After the catastrophe in Japan earlier this year Germany took the lead in announcing that it would phase out nuclear power, whatever the cost, and turned to the nuclear power stations in France and Switzerland to plug the capacity gaps. When it comes to the sovereign debt crisis the most powerful country in Europe seems far more accepting of the risks of meltdown.

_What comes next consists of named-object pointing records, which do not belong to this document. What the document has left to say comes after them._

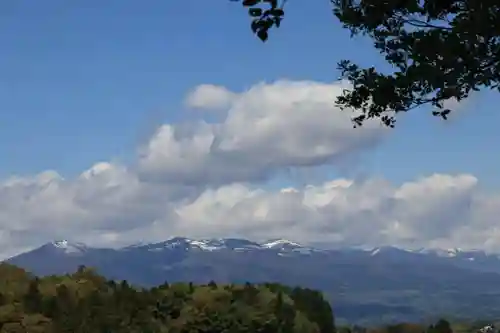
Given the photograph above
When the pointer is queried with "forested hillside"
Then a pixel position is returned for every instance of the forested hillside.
(86, 302)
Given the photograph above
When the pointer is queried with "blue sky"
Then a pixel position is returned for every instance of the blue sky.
(85, 81)
(89, 81)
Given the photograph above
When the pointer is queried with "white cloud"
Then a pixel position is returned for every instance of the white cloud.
(196, 179)
(110, 206)
(267, 128)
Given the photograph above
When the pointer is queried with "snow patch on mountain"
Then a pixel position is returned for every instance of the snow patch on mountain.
(69, 247)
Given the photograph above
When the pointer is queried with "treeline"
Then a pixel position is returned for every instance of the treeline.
(87, 302)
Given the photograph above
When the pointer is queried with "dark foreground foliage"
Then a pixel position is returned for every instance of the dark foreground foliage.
(440, 51)
(87, 302)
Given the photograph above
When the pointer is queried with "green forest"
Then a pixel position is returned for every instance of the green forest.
(87, 302)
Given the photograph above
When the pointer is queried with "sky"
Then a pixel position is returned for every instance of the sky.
(122, 122)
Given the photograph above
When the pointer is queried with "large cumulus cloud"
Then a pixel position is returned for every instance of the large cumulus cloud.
(198, 180)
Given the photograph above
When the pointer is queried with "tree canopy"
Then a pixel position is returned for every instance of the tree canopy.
(440, 50)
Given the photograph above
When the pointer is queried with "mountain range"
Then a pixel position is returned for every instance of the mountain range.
(364, 286)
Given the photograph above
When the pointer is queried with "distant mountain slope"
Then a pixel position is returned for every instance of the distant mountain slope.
(364, 286)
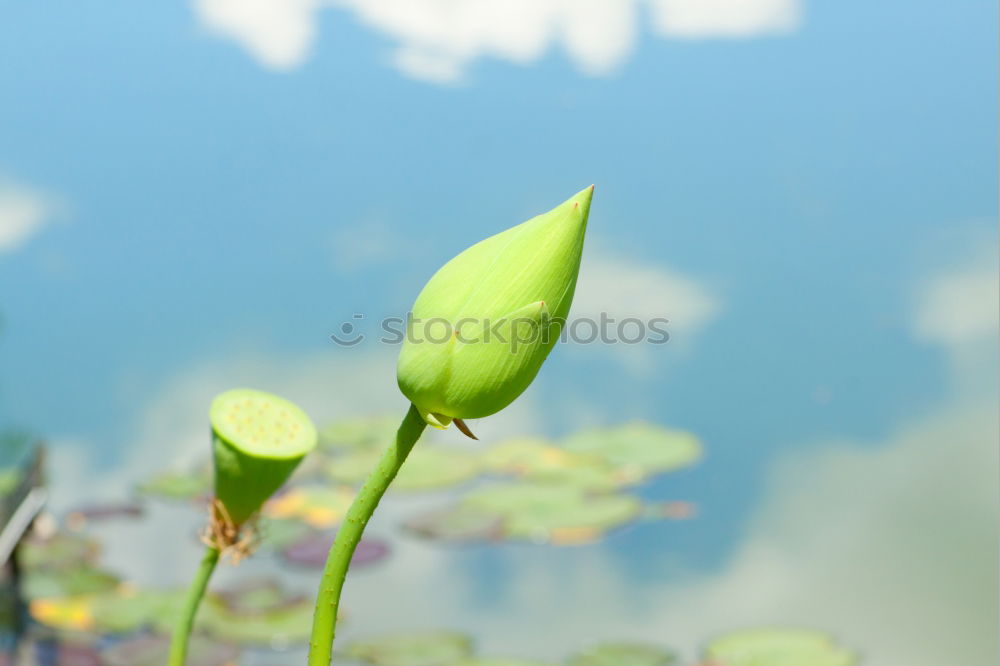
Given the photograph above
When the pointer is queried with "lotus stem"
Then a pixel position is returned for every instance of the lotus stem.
(349, 534)
(182, 632)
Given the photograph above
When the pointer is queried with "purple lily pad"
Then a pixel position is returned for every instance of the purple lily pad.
(313, 549)
(149, 650)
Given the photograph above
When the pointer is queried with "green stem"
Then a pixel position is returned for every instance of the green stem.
(178, 645)
(349, 534)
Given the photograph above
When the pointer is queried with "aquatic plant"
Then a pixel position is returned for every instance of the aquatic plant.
(258, 440)
(501, 304)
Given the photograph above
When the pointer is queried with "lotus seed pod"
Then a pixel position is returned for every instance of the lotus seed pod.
(258, 439)
(485, 322)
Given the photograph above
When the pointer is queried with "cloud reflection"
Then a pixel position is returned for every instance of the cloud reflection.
(437, 40)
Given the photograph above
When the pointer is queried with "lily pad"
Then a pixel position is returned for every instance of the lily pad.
(318, 506)
(67, 613)
(280, 532)
(67, 582)
(129, 609)
(777, 647)
(526, 454)
(372, 432)
(312, 551)
(432, 648)
(492, 661)
(536, 459)
(178, 485)
(427, 468)
(638, 450)
(150, 650)
(58, 552)
(560, 514)
(258, 612)
(277, 628)
(458, 523)
(74, 650)
(624, 654)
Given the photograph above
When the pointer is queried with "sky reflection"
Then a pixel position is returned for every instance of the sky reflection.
(195, 197)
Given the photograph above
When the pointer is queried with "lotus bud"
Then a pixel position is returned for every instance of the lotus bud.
(258, 440)
(484, 323)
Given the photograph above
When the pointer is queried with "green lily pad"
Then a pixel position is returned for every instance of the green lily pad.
(458, 523)
(278, 533)
(67, 582)
(256, 596)
(427, 468)
(60, 551)
(638, 450)
(777, 647)
(536, 459)
(362, 433)
(432, 648)
(258, 613)
(623, 654)
(317, 505)
(525, 454)
(178, 485)
(153, 650)
(492, 661)
(561, 514)
(128, 609)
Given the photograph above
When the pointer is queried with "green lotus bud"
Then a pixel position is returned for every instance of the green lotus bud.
(484, 323)
(258, 439)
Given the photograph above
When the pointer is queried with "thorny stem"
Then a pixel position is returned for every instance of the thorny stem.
(349, 534)
(178, 645)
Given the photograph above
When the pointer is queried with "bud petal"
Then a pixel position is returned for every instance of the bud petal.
(502, 304)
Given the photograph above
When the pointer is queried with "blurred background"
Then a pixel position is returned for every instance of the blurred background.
(195, 196)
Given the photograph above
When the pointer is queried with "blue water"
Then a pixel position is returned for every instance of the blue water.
(808, 190)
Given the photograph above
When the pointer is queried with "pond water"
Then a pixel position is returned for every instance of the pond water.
(201, 196)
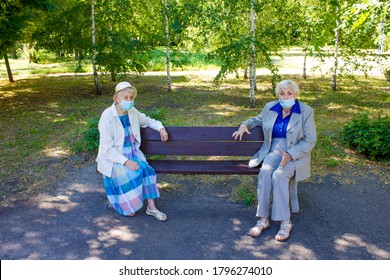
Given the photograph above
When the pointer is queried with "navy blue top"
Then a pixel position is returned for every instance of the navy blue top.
(280, 125)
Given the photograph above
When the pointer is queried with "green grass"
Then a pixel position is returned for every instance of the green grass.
(43, 119)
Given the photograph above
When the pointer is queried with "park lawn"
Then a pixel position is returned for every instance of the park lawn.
(43, 118)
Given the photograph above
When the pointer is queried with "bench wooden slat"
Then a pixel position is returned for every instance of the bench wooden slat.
(224, 167)
(190, 133)
(235, 148)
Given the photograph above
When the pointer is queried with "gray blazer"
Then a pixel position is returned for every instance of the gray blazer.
(301, 137)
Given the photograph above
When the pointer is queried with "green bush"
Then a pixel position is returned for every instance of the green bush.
(370, 137)
(91, 135)
(157, 114)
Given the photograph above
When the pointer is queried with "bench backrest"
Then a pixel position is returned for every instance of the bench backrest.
(201, 141)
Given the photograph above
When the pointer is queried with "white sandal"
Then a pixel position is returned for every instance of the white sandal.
(157, 214)
(284, 231)
(256, 230)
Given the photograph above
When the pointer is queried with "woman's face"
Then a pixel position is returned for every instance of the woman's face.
(286, 93)
(125, 95)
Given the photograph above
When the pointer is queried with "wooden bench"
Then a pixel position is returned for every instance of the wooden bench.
(210, 143)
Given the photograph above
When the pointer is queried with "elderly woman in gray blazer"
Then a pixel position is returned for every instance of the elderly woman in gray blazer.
(289, 136)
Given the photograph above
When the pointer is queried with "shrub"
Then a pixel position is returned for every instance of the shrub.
(91, 135)
(370, 137)
(157, 114)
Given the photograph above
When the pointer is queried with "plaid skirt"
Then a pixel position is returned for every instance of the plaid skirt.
(127, 189)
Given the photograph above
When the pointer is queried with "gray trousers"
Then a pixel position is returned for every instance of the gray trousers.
(276, 179)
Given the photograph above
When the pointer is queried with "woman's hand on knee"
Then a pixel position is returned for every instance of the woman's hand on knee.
(240, 132)
(132, 165)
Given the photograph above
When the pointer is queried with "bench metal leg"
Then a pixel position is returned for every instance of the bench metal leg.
(294, 196)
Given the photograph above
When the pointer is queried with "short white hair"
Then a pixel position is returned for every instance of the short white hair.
(288, 84)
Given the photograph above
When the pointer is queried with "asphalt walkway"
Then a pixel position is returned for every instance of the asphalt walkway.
(338, 221)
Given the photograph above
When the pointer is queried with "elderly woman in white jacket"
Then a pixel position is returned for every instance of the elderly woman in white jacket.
(128, 179)
(289, 136)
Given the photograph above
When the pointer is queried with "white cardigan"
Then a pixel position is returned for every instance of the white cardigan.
(112, 136)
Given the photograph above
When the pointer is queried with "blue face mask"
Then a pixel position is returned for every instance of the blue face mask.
(127, 105)
(288, 103)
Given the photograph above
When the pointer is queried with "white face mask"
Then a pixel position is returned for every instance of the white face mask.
(287, 103)
(126, 105)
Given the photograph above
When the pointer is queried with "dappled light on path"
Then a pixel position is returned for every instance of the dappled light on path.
(350, 242)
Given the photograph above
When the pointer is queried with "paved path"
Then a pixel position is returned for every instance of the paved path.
(337, 221)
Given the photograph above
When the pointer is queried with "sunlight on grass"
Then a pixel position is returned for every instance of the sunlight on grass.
(56, 152)
(43, 118)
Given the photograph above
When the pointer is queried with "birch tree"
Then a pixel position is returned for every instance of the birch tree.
(252, 72)
(167, 46)
(95, 74)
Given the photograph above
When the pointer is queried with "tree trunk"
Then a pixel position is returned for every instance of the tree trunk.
(304, 62)
(381, 47)
(336, 53)
(252, 63)
(9, 72)
(95, 75)
(168, 58)
(14, 54)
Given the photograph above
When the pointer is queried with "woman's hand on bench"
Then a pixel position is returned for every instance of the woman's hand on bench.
(164, 135)
(240, 132)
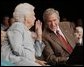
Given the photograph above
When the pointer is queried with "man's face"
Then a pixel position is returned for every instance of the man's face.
(53, 21)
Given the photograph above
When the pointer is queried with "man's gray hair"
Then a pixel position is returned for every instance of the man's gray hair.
(21, 11)
(48, 12)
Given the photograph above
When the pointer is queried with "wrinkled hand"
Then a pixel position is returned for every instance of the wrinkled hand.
(43, 63)
(38, 29)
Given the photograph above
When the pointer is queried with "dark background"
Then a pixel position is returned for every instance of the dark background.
(71, 9)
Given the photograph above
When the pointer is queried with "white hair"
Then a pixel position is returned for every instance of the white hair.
(49, 12)
(21, 11)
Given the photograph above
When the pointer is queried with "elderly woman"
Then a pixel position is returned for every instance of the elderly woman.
(24, 48)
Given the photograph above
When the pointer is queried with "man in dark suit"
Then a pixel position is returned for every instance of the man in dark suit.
(58, 38)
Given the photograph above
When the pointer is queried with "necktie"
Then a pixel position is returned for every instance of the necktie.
(64, 42)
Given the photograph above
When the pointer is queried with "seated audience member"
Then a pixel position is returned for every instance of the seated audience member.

This does not mean that Europe is in a perpetual state of gridlock. Much has been made of the incapacities of European states to interact with each other the subsequent economic consequences. The strong European economies certainly resent having to bail out those who are perceived to have mismanaged their finances but that does not mean that they will cease to do so. One only needs to look at the passing of the Lisbon Treaty to see that the individual wills of European states can be subsumed in the European ideal and that the European institutions are much stronger than the Euro-sceptics are willing to accept. While the Mandelbaums and Thomas Friedmans of the world wax lyrical about the opportunities of a new Marshall Plan it must be remembered that this is not a post-war Europe and would not take kindly to being treated as such.

We the People

It is highly limiting to view 1% of society as being responsible for every problem of the 99%. Where does this leave the highly divisive issue of Medicare or the broader issues of over-consumption and overspending? While these issues are more acute in the ‘1%’ they are certainly wider than the ‘Occupy’ protests imply. If all of the problems descend from a simple high peak of American society then surely the solutions must simply focus on scaling that one summit? The reality is that those advocating financial reform need to look beyond their own mountain and see the full range. If the movement is to achieve its goals it requires a behaviour modification of much more than the top 1%.